In the past few weeks, the US government has begun issuing special immigrant visas to Afghans who have worked with Americans and bringing them to the United States. The goal is to rescue those affected by the hardline Islamist Taliban movement’s revenge after the withdrawal of US forces and the start of a new life in the United States. However, the scope is limited: according to the US government, a total of about 2,500 people are currently designated for admission to such special visas.
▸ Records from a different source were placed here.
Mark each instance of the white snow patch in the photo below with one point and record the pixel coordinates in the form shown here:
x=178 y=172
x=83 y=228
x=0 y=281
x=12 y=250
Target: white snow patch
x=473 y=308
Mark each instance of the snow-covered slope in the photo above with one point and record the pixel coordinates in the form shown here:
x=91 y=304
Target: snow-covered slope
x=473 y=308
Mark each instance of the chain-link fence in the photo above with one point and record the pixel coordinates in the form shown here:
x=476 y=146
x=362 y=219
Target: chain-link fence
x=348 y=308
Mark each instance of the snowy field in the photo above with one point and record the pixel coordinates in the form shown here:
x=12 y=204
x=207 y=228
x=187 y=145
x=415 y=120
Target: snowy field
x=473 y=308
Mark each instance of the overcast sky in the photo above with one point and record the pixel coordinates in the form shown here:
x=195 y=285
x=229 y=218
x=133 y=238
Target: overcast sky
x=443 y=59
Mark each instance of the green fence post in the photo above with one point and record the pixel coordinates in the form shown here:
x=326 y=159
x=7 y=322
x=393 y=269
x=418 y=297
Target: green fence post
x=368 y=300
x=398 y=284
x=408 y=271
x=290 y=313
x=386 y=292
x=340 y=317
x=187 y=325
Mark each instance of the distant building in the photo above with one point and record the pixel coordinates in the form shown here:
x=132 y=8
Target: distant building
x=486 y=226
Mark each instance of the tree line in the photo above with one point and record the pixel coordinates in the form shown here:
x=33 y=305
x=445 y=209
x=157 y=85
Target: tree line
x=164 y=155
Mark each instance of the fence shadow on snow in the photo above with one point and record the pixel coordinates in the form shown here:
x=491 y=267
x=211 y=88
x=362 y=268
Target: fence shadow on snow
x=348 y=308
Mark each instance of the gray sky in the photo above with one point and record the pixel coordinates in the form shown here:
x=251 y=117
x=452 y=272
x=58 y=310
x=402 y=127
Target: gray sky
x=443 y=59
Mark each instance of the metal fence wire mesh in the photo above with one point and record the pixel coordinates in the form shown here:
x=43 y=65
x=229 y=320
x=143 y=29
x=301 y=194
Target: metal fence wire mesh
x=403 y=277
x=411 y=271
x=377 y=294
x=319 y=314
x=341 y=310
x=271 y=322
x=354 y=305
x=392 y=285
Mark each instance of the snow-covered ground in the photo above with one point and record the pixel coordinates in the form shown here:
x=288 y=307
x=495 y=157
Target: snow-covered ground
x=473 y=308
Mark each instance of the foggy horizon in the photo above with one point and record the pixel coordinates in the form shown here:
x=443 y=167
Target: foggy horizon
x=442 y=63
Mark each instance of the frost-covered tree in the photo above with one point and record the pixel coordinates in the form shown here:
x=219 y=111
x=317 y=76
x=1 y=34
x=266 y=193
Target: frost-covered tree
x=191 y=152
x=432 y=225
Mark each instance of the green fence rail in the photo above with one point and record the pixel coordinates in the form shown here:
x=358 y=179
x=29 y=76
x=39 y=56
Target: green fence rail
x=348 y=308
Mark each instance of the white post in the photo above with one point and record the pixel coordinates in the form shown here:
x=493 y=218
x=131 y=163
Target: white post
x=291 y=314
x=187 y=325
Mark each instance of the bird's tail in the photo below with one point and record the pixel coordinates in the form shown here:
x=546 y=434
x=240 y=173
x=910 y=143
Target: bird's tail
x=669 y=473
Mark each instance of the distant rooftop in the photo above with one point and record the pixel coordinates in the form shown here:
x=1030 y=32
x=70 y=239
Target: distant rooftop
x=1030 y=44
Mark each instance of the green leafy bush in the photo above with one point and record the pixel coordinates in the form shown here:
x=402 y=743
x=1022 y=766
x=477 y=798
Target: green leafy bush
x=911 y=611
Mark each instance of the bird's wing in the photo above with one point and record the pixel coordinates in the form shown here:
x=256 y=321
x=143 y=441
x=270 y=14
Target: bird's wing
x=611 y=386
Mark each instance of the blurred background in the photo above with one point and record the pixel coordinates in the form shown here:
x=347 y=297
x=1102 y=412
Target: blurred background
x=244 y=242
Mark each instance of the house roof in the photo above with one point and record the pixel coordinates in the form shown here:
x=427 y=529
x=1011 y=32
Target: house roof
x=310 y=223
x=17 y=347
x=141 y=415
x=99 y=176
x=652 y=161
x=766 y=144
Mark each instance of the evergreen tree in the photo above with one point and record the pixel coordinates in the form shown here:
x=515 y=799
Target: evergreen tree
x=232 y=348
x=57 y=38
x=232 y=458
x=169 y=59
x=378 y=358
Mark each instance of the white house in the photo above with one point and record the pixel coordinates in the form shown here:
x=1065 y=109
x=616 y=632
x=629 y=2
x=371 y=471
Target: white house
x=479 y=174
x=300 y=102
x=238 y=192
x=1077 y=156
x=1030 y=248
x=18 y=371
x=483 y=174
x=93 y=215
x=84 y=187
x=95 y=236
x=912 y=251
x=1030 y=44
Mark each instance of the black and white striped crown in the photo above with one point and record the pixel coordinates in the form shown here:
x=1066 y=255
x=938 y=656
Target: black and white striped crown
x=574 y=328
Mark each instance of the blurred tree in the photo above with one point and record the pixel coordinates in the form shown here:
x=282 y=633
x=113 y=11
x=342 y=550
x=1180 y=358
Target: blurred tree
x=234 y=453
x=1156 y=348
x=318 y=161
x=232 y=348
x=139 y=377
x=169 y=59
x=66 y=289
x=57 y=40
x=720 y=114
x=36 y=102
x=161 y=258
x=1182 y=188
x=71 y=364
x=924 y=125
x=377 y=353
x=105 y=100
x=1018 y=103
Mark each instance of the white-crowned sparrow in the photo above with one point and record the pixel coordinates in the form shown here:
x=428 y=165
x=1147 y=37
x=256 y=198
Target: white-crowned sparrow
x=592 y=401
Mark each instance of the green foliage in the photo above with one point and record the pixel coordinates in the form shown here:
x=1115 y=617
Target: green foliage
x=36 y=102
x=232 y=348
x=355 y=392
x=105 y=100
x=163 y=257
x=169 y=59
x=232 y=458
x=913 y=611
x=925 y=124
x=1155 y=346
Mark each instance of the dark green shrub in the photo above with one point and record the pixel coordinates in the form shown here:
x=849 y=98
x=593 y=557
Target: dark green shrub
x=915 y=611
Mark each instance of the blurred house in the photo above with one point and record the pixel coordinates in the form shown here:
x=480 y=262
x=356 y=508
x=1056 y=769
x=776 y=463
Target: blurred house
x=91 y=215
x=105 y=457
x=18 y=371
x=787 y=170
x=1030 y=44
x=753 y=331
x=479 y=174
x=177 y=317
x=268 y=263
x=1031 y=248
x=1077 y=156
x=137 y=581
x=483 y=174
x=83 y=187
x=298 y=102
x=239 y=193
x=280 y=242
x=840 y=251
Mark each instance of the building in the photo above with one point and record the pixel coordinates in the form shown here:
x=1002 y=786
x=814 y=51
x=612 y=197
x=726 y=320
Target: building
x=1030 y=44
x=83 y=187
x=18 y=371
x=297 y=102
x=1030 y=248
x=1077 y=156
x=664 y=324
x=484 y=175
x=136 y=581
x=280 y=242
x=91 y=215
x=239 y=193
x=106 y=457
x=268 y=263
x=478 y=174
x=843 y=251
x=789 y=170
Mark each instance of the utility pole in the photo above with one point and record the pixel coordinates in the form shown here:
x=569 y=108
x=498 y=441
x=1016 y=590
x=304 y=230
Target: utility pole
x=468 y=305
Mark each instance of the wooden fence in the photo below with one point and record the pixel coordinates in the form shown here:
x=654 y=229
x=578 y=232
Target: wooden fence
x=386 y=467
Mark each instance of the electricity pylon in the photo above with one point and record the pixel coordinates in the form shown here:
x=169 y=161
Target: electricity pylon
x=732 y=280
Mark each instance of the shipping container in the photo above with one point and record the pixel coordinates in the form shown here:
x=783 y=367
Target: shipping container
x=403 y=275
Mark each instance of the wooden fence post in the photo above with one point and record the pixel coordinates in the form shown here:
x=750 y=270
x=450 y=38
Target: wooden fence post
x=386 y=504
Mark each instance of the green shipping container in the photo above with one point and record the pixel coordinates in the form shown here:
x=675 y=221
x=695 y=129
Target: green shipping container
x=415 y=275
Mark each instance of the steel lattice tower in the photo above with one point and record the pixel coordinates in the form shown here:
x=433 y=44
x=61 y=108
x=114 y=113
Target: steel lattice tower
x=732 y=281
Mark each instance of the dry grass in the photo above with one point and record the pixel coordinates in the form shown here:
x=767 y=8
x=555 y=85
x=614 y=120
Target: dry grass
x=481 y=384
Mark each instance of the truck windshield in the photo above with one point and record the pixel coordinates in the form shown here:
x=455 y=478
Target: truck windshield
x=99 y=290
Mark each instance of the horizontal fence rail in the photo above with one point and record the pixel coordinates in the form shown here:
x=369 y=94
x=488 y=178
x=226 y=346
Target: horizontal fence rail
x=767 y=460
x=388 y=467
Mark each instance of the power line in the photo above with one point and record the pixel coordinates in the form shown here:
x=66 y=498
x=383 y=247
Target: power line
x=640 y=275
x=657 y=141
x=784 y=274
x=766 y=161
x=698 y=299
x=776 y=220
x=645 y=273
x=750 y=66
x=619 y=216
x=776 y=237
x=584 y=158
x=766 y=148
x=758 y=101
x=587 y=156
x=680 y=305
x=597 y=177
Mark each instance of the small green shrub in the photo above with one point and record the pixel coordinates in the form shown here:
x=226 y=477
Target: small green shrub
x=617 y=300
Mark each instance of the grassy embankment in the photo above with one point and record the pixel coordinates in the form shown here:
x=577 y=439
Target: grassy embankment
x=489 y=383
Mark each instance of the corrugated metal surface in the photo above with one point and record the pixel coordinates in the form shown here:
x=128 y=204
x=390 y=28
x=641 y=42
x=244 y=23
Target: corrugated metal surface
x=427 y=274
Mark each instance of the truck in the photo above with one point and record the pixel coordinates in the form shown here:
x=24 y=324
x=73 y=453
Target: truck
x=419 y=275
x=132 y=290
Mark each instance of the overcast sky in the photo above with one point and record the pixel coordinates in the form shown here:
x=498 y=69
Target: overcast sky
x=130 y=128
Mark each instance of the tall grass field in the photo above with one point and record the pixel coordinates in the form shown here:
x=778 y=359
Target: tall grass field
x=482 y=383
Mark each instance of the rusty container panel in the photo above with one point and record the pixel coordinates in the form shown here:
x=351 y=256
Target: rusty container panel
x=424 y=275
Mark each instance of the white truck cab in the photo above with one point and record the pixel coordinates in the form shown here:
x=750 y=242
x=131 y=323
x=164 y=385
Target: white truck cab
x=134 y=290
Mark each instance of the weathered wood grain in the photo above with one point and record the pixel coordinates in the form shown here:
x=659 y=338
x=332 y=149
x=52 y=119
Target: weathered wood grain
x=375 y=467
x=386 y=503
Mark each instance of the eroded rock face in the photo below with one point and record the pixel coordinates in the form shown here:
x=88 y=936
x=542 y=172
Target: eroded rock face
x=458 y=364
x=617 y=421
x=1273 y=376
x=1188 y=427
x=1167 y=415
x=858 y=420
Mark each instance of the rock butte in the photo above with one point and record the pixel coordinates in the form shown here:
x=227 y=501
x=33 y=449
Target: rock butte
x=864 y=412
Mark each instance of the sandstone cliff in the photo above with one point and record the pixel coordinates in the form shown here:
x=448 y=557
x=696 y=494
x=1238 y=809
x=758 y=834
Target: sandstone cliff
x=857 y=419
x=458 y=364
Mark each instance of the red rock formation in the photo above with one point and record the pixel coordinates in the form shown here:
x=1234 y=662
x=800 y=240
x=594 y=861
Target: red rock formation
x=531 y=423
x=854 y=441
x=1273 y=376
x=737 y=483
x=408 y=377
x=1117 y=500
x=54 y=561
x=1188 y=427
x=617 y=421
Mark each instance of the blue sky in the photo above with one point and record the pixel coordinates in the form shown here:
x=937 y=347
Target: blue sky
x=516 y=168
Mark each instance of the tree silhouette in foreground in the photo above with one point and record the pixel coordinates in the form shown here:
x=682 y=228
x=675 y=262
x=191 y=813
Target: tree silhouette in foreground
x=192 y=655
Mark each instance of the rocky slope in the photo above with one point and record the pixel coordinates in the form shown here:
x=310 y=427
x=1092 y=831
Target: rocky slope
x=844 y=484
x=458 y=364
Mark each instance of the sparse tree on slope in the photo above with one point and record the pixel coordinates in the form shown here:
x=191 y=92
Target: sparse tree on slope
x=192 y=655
In addition, the United States intends to receive, through an expanded list, thousands of other Afghans who have worked in US government-supported programs or who have worked for US media and NGOs. For this program, they all have to leave the country on their own and stay in a third country for twelve months or more while their resettlement application is being processed.
In their letter, the senators warned that it was almost or completely impossible for the women to reach a third country, as all border crossings are now closed or controlled by the Taliban.